Deputi Bidang Koordinasi Peningkatan Kesehatan Kementerian Koordinator Pembangunan Manusia dan Kebudayaan (PMK) Sigit Priohutomo mengatakan, sudah banyak upaya yang telah dilakukan Indonesia dalam menanggulangi ancaman kesehatan global, khususnya zoonosis. Salah satunya dengan menginisiasi kerja sama lintas sektor. 

“Tiga kunci keberhasilan pengurangan risiko pandemi adalah koordinasi, advokasi, dan kolaborasi antar pemangku kepentingan,” kata Sigit dalam keterangan tertulis, Senin, 5 November 2018.

Sigit menambahkan, kerja sama lintas sektor juga diwujudkan melalui kerjasama program Emerging-Pandemic Threats (EPT-2) dengan Badan Pembangunan Internasional Amerika Serikat (USAID). Kerjasama itu turut melibatkan Kementerian Pertanian; Kementerian Kesehatan; Kementerian Lingkungan Hidup dan Kehutanan, perguruan tinggi, lembaga penelitian, pemerintah daerah, serta organisasi internasional seperti WHO dan FAO.

Sementara itu, Direktur Jenderal Pencegahan dan Pengendalian Penyakit Kementerian Kesehatan Anung Sugihantono mengatakan, telah ada sistem kewaspadaan dini dan respons yang terintegrasi mengatasi ancaman pandemi pada manusia. Hal itu dapat dibuktikan melalui menurunnya angka kasus pada flu burung pada manusia.

“Sejalan dengan menurunnya kasus pada hewan melalui kerja sama antara petugas lapangan dari sektor kesehatan masyarakat dan kesehatan hewan,” kata Anung.

Ditambahkan oleh Direktur Jenderal Peternakan dan Kesehatan Hewan, Kementerian Pertanian I Ketut Diarmita, upaya pengendalian zoonosis merupakan prioritas utama dalam kesehatan hewan. Sebab, dapat meminimalisir ancaman pada kesehatan masyarakat dan meningkatkan ekonomi industri peternakan.  
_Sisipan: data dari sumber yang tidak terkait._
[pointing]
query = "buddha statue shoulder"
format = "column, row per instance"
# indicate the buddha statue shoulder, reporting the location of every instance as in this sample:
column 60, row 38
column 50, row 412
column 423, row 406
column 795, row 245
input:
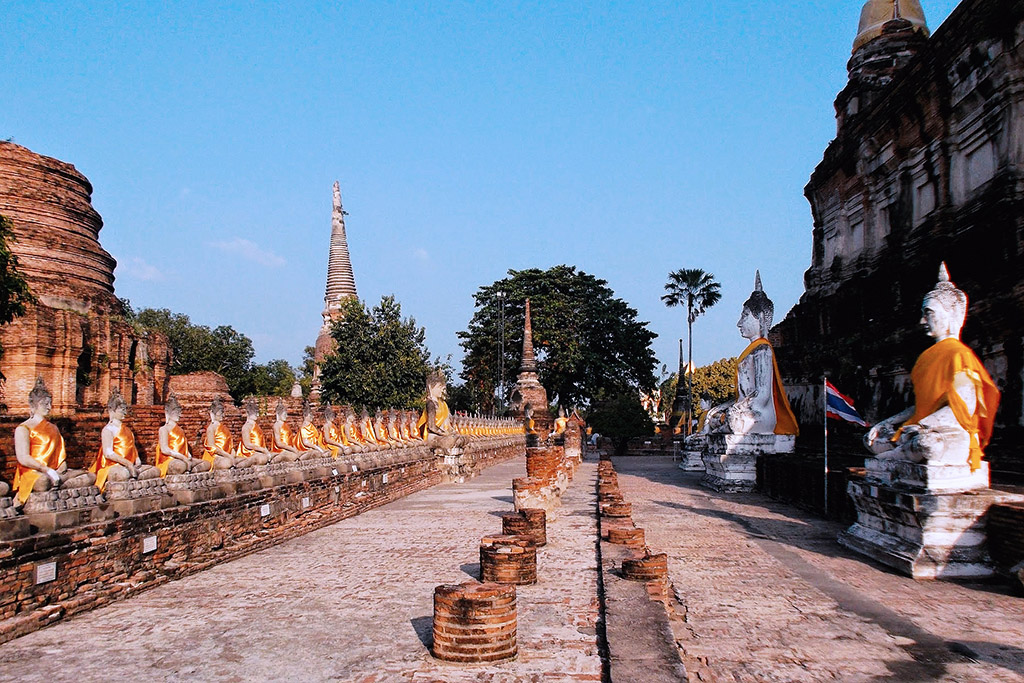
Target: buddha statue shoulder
column 955, row 398
column 761, row 406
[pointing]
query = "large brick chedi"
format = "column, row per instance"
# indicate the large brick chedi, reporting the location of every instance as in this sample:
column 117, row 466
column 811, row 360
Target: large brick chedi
column 76, row 336
column 927, row 166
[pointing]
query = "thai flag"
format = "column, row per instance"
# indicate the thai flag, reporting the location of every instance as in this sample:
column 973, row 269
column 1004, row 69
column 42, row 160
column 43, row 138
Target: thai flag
column 840, row 407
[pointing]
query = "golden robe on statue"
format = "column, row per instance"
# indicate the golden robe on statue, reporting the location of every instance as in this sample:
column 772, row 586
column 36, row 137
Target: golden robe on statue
column 46, row 446
column 124, row 445
column 933, row 388
column 785, row 421
column 177, row 442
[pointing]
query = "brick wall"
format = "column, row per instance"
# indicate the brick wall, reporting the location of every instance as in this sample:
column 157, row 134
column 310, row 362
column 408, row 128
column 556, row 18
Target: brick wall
column 102, row 562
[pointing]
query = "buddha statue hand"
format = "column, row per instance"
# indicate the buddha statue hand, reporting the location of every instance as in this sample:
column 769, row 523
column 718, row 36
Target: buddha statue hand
column 53, row 476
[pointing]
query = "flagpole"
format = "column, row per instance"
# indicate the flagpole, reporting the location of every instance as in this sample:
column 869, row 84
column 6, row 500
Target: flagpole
column 824, row 416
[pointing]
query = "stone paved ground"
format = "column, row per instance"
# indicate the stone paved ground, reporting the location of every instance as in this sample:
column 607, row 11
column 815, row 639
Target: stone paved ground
column 764, row 593
column 350, row 602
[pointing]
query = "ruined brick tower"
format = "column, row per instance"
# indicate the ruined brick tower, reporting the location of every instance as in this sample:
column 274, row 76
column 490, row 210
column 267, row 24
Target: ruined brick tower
column 76, row 337
column 340, row 284
column 528, row 388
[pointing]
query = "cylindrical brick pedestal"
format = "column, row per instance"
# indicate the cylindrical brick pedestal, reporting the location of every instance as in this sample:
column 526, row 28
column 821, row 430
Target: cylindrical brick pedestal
column 646, row 567
column 626, row 536
column 616, row 509
column 474, row 623
column 508, row 559
column 530, row 522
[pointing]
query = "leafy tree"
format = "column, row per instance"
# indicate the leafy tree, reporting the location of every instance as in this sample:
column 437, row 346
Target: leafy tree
column 620, row 417
column 381, row 358
column 587, row 341
column 14, row 292
column 197, row 347
column 697, row 291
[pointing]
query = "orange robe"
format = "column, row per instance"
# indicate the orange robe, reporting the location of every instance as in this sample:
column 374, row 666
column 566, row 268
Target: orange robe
column 221, row 439
column 177, row 442
column 933, row 388
column 332, row 432
column 255, row 437
column 440, row 416
column 45, row 445
column 785, row 422
column 124, row 445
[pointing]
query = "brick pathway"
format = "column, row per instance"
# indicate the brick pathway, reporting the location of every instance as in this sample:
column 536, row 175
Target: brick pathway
column 350, row 602
column 764, row 593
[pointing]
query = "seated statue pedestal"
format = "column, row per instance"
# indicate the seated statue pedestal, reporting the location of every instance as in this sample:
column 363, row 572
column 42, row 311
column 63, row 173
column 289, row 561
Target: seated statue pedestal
column 135, row 496
column 12, row 523
column 194, row 487
column 691, row 452
column 62, row 508
column 731, row 460
column 927, row 520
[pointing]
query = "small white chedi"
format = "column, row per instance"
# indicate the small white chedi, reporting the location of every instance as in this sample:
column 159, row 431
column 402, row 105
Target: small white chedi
column 760, row 420
column 922, row 505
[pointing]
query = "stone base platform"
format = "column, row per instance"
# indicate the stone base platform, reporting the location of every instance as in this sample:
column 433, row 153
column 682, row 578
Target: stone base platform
column 924, row 535
column 730, row 460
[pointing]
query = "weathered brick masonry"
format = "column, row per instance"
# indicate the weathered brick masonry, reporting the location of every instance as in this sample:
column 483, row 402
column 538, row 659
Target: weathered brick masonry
column 101, row 562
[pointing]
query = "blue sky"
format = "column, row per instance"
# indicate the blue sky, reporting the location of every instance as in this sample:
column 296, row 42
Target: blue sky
column 627, row 138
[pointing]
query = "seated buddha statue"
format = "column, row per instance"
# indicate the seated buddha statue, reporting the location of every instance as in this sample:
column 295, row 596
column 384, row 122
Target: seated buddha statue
column 761, row 406
column 118, row 458
column 218, row 446
column 39, row 449
column 253, row 443
column 560, row 423
column 955, row 398
column 284, row 439
column 350, row 433
column 172, row 455
column 434, row 424
column 333, row 435
column 307, row 439
column 381, row 432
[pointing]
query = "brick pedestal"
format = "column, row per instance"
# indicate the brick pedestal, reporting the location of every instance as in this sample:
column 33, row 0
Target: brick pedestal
column 646, row 567
column 474, row 623
column 627, row 536
column 508, row 559
column 530, row 522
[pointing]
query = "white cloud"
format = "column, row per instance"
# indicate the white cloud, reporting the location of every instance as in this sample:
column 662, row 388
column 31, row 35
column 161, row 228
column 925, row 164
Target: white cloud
column 250, row 251
column 141, row 269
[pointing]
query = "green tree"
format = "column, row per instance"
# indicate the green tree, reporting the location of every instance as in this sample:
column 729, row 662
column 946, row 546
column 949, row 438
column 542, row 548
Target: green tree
column 381, row 358
column 14, row 292
column 697, row 291
column 587, row 340
column 620, row 417
column 197, row 347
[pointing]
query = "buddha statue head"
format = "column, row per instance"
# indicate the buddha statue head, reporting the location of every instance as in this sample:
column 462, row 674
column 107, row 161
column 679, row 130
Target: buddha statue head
column 944, row 308
column 216, row 410
column 251, row 408
column 40, row 399
column 172, row 409
column 759, row 310
column 117, row 407
column 435, row 386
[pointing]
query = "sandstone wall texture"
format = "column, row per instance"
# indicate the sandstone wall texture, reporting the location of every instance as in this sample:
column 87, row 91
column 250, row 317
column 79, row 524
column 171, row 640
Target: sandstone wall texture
column 928, row 166
column 76, row 336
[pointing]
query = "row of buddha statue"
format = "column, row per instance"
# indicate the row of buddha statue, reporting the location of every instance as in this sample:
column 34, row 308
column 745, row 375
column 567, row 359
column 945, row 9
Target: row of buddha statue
column 42, row 459
column 955, row 398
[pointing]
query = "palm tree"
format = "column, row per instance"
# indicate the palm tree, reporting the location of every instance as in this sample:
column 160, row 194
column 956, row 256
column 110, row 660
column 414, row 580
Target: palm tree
column 697, row 291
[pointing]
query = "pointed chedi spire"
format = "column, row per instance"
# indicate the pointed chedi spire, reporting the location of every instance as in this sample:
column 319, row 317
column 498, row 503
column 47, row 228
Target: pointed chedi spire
column 528, row 359
column 340, row 280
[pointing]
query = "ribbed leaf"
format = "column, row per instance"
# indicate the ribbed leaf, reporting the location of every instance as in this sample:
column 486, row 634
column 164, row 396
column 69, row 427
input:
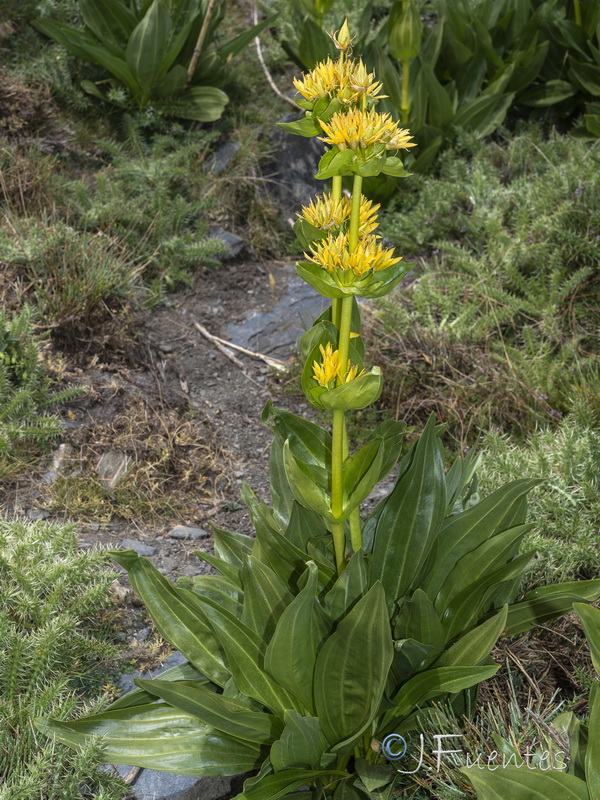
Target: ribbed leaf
column 292, row 652
column 182, row 672
column 266, row 596
column 147, row 43
column 409, row 521
column 223, row 713
column 590, row 619
column 549, row 602
column 275, row 786
column 352, row 668
column 110, row 20
column 245, row 655
column 435, row 683
column 158, row 737
column 177, row 620
column 462, row 533
column 301, row 745
column 513, row 783
column 475, row 646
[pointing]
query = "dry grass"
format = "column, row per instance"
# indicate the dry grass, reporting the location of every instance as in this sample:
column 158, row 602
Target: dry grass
column 174, row 465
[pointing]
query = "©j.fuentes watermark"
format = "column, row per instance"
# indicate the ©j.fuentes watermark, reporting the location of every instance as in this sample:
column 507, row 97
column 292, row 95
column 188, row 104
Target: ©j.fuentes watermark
column 394, row 747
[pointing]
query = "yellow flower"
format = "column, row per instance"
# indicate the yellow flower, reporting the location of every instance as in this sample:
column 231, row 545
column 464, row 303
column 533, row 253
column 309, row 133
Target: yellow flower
column 356, row 128
column 328, row 215
column 327, row 372
column 334, row 254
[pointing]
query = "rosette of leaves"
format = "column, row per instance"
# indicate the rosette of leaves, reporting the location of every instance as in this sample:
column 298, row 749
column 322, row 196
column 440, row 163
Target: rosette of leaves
column 581, row 780
column 296, row 672
column 149, row 49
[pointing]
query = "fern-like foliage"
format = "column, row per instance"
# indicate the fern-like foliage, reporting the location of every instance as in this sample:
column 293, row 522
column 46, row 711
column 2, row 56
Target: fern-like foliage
column 26, row 393
column 49, row 592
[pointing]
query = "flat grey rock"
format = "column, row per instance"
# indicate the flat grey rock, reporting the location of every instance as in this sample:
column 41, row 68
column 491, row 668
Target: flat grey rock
column 140, row 548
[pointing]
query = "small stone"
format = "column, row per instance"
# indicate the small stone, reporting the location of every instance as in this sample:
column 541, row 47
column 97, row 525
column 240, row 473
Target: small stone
column 112, row 467
column 140, row 548
column 185, row 532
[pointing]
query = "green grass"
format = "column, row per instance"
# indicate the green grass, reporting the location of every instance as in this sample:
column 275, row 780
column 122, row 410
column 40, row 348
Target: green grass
column 565, row 508
column 500, row 329
column 55, row 655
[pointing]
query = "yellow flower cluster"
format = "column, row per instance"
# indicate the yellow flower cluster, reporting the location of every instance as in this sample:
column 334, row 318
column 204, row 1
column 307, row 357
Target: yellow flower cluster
column 334, row 254
column 329, row 214
column 329, row 370
column 355, row 128
column 345, row 79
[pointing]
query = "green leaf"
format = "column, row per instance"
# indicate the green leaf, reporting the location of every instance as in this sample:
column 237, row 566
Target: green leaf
column 476, row 645
column 307, row 126
column 464, row 532
column 110, row 20
column 223, row 713
column 177, row 620
column 548, row 94
column 590, row 619
column 549, row 602
column 147, row 44
column 182, row 672
column 265, row 597
column 245, row 655
column 409, row 520
column 592, row 756
column 158, row 737
column 350, row 586
column 435, row 683
column 513, row 783
column 352, row 668
column 291, row 654
column 275, row 786
column 201, row 103
column 301, row 745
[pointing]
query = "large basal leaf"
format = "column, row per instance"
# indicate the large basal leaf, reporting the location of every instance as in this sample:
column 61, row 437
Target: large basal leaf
column 177, row 620
column 592, row 756
column 227, row 715
column 147, row 44
column 110, row 20
column 435, row 683
column 590, row 619
column 409, row 521
column 272, row 787
column 463, row 532
column 158, row 737
column 548, row 602
column 266, row 597
column 301, row 745
column 292, row 652
column 245, row 655
column 476, row 645
column 352, row 668
column 513, row 783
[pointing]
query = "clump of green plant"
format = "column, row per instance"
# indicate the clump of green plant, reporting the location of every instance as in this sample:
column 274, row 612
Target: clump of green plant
column 327, row 632
column 160, row 54
column 75, row 276
column 498, row 326
column 54, row 657
column 151, row 200
column 565, row 506
column 26, row 393
column 581, row 781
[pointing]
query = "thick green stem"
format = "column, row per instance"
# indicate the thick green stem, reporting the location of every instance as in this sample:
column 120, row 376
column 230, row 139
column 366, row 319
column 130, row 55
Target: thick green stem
column 405, row 95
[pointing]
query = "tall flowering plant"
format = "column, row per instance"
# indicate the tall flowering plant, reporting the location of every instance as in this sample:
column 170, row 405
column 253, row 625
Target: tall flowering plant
column 321, row 636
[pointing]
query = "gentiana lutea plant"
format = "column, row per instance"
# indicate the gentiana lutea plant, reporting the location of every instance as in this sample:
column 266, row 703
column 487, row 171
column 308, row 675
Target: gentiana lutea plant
column 322, row 634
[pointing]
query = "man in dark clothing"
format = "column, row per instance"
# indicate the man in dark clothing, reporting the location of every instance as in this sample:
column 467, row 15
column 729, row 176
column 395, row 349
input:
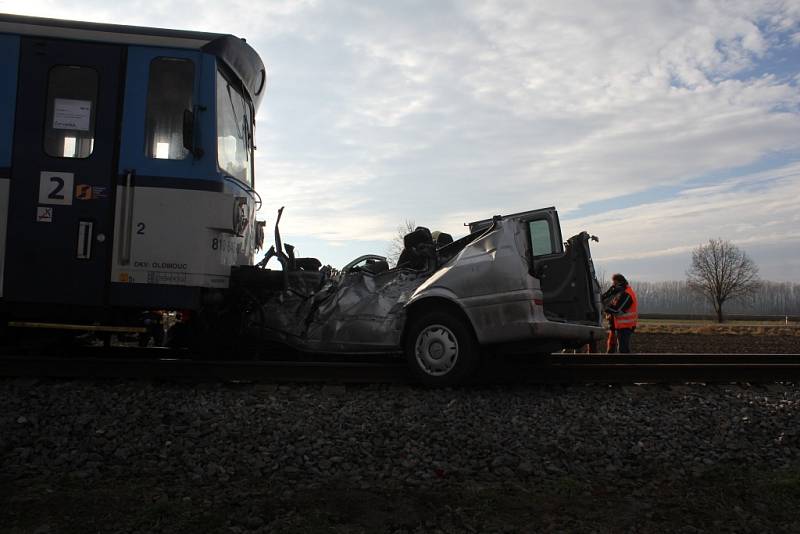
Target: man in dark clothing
column 622, row 309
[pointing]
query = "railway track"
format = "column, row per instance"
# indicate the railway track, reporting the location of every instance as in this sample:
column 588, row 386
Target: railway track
column 165, row 364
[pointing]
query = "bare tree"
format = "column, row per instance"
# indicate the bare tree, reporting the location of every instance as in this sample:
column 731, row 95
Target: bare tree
column 721, row 271
column 396, row 245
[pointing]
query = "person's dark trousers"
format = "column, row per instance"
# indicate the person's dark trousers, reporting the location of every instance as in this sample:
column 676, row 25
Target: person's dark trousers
column 624, row 336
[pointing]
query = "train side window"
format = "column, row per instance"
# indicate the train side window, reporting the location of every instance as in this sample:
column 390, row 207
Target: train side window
column 541, row 237
column 169, row 93
column 71, row 104
column 234, row 131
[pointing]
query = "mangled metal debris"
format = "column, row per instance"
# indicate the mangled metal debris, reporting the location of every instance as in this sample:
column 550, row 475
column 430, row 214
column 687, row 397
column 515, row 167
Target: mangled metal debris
column 510, row 284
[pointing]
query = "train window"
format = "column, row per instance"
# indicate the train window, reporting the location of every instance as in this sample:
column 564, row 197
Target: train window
column 541, row 240
column 169, row 93
column 234, row 131
column 71, row 99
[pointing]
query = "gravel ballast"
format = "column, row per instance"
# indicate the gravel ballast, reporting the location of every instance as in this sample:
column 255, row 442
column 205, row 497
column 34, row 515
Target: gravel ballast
column 137, row 457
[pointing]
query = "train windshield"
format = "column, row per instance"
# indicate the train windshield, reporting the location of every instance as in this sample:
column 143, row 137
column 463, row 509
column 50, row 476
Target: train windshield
column 234, row 130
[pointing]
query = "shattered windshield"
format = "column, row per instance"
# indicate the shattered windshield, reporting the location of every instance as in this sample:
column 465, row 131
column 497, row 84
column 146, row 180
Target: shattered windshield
column 234, row 131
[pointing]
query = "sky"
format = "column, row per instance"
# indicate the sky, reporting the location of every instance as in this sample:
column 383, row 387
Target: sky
column 654, row 125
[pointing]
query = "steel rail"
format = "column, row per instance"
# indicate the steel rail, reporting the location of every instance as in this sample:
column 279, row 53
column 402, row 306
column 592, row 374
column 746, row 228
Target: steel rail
column 557, row 368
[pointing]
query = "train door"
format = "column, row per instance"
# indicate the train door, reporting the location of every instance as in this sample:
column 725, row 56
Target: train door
column 60, row 225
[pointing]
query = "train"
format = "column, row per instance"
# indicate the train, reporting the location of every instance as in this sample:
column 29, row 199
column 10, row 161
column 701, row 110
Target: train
column 127, row 179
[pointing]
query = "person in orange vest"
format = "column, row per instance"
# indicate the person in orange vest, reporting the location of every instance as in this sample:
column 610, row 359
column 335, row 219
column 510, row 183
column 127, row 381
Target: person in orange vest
column 623, row 312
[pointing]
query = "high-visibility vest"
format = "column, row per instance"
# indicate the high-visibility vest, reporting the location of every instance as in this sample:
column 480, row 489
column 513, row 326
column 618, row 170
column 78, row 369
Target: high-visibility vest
column 630, row 318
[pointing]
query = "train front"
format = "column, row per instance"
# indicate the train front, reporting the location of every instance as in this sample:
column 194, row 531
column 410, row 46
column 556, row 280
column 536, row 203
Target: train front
column 126, row 170
column 185, row 205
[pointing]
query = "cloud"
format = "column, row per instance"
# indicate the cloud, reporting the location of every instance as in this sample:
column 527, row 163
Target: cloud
column 445, row 112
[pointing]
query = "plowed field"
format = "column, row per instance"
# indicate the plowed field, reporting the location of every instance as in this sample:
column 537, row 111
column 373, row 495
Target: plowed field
column 716, row 343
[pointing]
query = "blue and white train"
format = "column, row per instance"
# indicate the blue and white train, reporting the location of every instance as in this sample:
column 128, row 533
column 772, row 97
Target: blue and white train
column 126, row 169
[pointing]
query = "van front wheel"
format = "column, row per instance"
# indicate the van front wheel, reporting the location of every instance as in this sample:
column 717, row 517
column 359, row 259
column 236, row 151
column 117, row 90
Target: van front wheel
column 441, row 349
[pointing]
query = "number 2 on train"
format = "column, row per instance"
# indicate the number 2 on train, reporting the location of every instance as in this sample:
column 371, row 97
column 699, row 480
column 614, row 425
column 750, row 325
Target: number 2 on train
column 56, row 187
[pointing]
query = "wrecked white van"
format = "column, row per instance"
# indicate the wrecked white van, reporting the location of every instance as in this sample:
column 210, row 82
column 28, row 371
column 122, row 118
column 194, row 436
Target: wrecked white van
column 511, row 284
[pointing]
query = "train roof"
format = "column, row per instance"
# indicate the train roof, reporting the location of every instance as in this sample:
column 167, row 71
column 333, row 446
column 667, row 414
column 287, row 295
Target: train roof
column 233, row 51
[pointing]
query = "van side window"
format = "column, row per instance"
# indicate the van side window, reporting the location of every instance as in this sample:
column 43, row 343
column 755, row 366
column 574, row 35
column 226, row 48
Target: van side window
column 169, row 93
column 71, row 99
column 541, row 237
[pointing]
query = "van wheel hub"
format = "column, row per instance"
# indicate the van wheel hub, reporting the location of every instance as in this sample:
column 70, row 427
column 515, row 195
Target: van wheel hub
column 436, row 350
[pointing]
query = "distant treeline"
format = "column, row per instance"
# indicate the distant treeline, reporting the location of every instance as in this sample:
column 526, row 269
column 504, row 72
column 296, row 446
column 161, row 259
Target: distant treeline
column 773, row 298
“Untuk itu, diperlukan peningkatan kapasitas sumber daya kesehatan hewan dalam deteksi, pencegahan, dan respons terhadap penyakit hewan, terutama zoonosis,” ujar I Ketut Diamirta.

Sementara itu, Konsulat Jenderal Amerika Serikat Mark McGovern mengapresiasi peran aktif Indonesia telah berhasil mengembangkan integrasi dan koordinasi lintas sektoral untuk mendeteksi, mencegah dan menanggulangi ancaman pandemi. Ia mengingatkan, diperlukan komitmen lebih lanjut guna memastikan sistem yang telah ada terus berjalan dengan baik 

“Untuk memastikan sistem yang telah dikembangkan tersebut berfungsi dengan baik, penting untuk mengenali peran dari setiap kementerian dan lembaga terkait, dan mendukung mereka dalam menjalankan tugas penting untuk mendukung keamanan kesehatan global ini,” kata McGovern.

(ROS)

IDHOKI.COM (http://199.188.200.23) adalah Situs Agen Judi Bola & Live Casino Online yang menyediakan cara main sbobet indonesia paling mudah dan praktis melalui Whatsapp, Livechat, BBM, dan Wechat untuk permainan seperti taruhan judi bola, rolet, bakarat, classic game dan masih banyak lagi.